Hi! Yes we signed up for the school and it is great, except there is an overlord over there named Jo Dee solas or something like that. This person is incapable of communicating reason and is quick to pull the trigger and throw people out. We spent all our money on Ron Paul school, and this judge jury and executioner not only discourages free speech but also will not allow any explanations.. And uses words such as "infraction" and violation of policy. One of my boys kept pressing what seemed to be a non responsive reply button, but it was replying, just not updating the screen for some reason.. This is one of the reasons we got kicked out..
Also one of my boys was talking to himself acting like he was having a conversation, this was listed as another reason we were kicked out..
My other boy posted html code in the response line of chat to make his responses look better, and that is another reason we were kicked out, is this a joke? Have a great school to be run by a fool? We are dead in the water. We spent our schooling money on Ron Paul school and they are keeping every bit of it. WTF?

----------


## oyarde

You mean RonPaulCurriculum.com ? I know nothing about it , is it not self taught ?

----------


## oyarde

Personally I am adverse to paying for education . In order to prevent disappointment in the future , I suggest giving all your spare FRN's to an old Indian Chief , PM me for the correct mailing address .

----------


## Sola_Fide

Wrong place to direct your concerns to.

----------


## pcosmar

> You mean RonPaulCurriculum.com ? I know nothing about it , is it not self taught ?


I suspect it was,,
https://www.ronpaulcurriculum.com/me...um.cfm?forum=1

sounds like someone booted for trolling the forums..

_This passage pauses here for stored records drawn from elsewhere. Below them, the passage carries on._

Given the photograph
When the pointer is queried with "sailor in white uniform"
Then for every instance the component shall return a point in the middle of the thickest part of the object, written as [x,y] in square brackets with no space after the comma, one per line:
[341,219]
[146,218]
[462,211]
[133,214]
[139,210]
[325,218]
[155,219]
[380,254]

but that is just a guess, not a member there.

----------


## Anti Federalist

Not quite sure what the beef is here, but if you reach out to Bryan, the owner of this site, he might be able to put you in contact with somebody who could help straighten it out.

----------


## Vieux Canard

> Not quite sure what the beef is here, but if you reach out to Bryan, the owner of this site, he might be able to put you in contact with somebody who could help straighten it out.

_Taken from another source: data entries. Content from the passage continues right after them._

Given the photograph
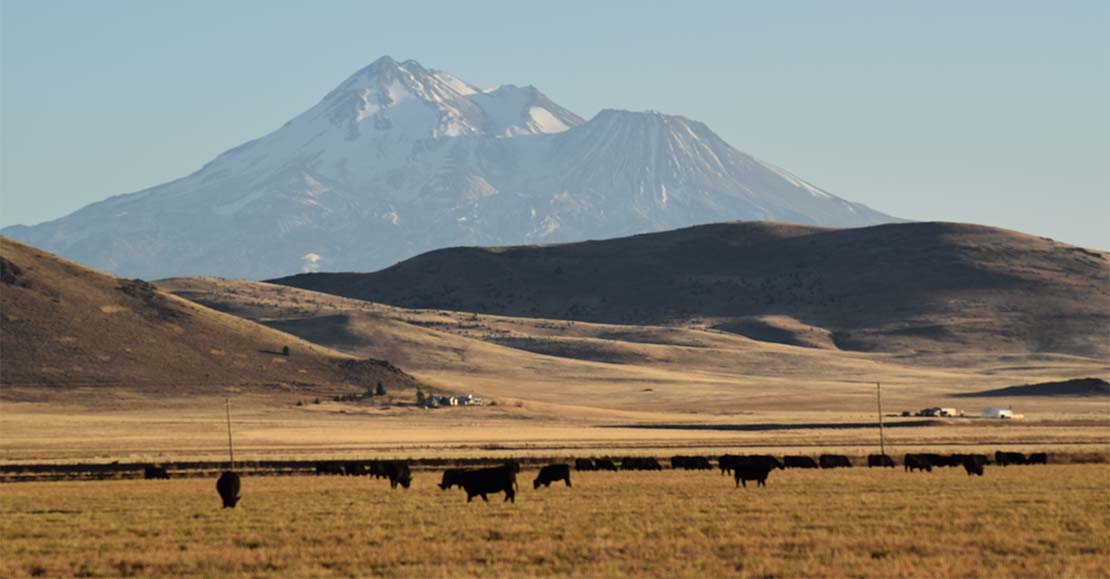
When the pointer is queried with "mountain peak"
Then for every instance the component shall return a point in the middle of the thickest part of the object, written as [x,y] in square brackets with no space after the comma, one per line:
[401,159]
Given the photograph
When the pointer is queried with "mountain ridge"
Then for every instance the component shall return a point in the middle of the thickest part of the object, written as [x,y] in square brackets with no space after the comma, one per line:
[399,160]
[895,287]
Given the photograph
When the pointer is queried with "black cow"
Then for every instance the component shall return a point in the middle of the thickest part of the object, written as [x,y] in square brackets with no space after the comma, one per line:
[329,468]
[605,464]
[799,461]
[690,463]
[228,487]
[551,474]
[917,463]
[153,471]
[698,463]
[483,481]
[879,460]
[355,469]
[834,461]
[1009,458]
[756,471]
[950,460]
[452,477]
[639,463]
[974,464]
[399,473]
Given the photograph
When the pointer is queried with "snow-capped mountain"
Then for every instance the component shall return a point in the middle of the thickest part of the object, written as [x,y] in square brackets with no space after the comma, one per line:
[399,160]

I think he's talking about this: https://www.ronpaulcurriculum.com/  What he does not understand is that this site is private and has no connection with Ron Paul or his various enterprises.  Given that Ron Paul's direct political career is over, the site should probably be renamed to avoid any confusion.

----------


## GunnyFreedom

I know some people who have been hard core 100% Ron Paulers since 2007, _and they still are,_ and they too had a negative report on the RonPaulCurriculum.  They tried it for 2 years and will not be going back.  Their complaints centered on the online support area.

----------


## PierzStyx

> I know some people who have been hard core 100% Ron Paulers since 2007, _and they still are,_ and they too had a negative report on the RonPaulCurriculum.  They tried it for 2 years and will not be going back.  Their complaints centered on the online support area.


Liberty Classroom is a better resource anyway.

----------


## osan

> I know some people who have been hard core 100% Ron Paulers since 2007, _and they still are,_ and they too had a negative report on the RonPaulCurriculum.  They tried it for 2 years and will not be going back.  Their complaints centered on the online support area.


I can imagine what this might cost.

Have people not grokked Khan Academy and Coursera?

----------